If Yan could accept Luo-Luo, then why not accept Song as well? Stupid lecherous Rain, gathering all these beautiful women to his side and charming their skirts off…
Rolling his eyes, Kyung Sent, “She is a slave girl, yes? We share a common parent, but the same could be said of dozens others. I am close to twenty years her senior and knew her for less than two, during which Master trained her to guard Jin Tok in the Society Contests, just as I was trained to protect Jin Kai. She is as much my half-sister as you are, but if you order it, I will be… nicer.”
Though said to discredit Yan’s argument, she warmed at the sentiment of being his half-sister. “It’s not an order big brother,” Yan Sent, grinning from ear to ear when he flinched at the appellation, “But this is for your own good. The next time you offend someone, I might not be able to protect you from retribution.” In hindsight, perhaps it would’ve been better to let Yuzhen shave him bald and dress him in frilly, colourful silks, a harmless punishment which might teach him to choose his words more wisely. Grabbing his arm, she pulled him down as she took her seat once more, keeping him and Song on either side to guard against Rain’s wandering hands. “I have an idea,” she said, snuggling in close to Song. “Since Kyung thinks it’s a bad idea to let Rain teach us, why don’t I share what Grandpa taught me instead?” It wasn’t much, but it was better than nothing, and Song seemed excited by the prospect. “Rain and Kyung can listen in and warn us if we stray from the correct path, while you and I muddle our way along the Martial Path. How does that sound?”
And perhaps afterwards, Yan could leave Kyung and Song to bond while she snuck off with Rain. Not to do anything inappropriate, but so she could extract whatever advice he’d given Song in forming her Natal Palace. Magnanimous as she was in the affairs of love, Yan preferred to negotiate from a position of strength. While defeating Mila would remain her eventual goal, Yan felt the pressure mounting as her position of Rain’s second strongest wife fell into peril. Truth be told, while Song was clearly the more prominent threat, Luo-Luo’s expeditious progress left Yan awed and petrified. After a single month of practice, the Eastern-born courtesan was almost ready for the battlefield, her skills already superior to most caravan guards. Admittedly, those were the bottom of the barrel for Martial Warriors, but her speed of improvement was impressive and her comprehension bordered on the supernatural. Where others puzzled things out step by step, Luo-Luo made seemingly indecipherable leaps of logic which thus far had all been correct. If Luo-Luo’s talents were standard fare for Imperial Scions, then it was no wonder the Imperial Clan reigned supreme for so many millennia.

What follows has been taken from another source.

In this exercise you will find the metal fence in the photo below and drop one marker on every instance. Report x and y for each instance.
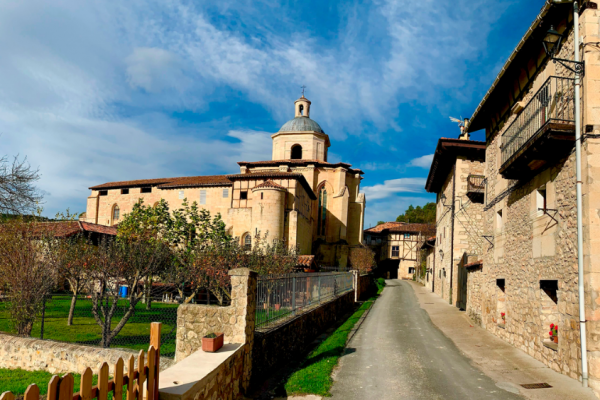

After gathering her thoughts, Yan began, “As Grandpa explained it, Aura first came about as a defence against the vile corruption surrounding Demons. They, and to a lesser extent the Defiled, do not belong in this plane of existence, and as such their mere presence taints the world around them, emanating an unnerving wrongness powerful enough to bring lesser warriors to their knees. To combat this, the Mother taught her children to tap into their emotions and use Chi to release them into the world, where they might bolster an ally or restrain an enemy. Just as Balance has nothing to do with morality, so too is it with Aura. One can use any emotion to power an Aura, whether it be love and affection, blood-lust and killing intent, or anything in between.” With a shrug, Yan concluded, “And that’s about it. Grandpa said he would tell me more once I was further along.”
“…I know all this,” Song declared, not out of impudence but frustration. “What I do not understand is how to condense an Aura. How am I to tap into my emotions? How do I release those emotions into the world?”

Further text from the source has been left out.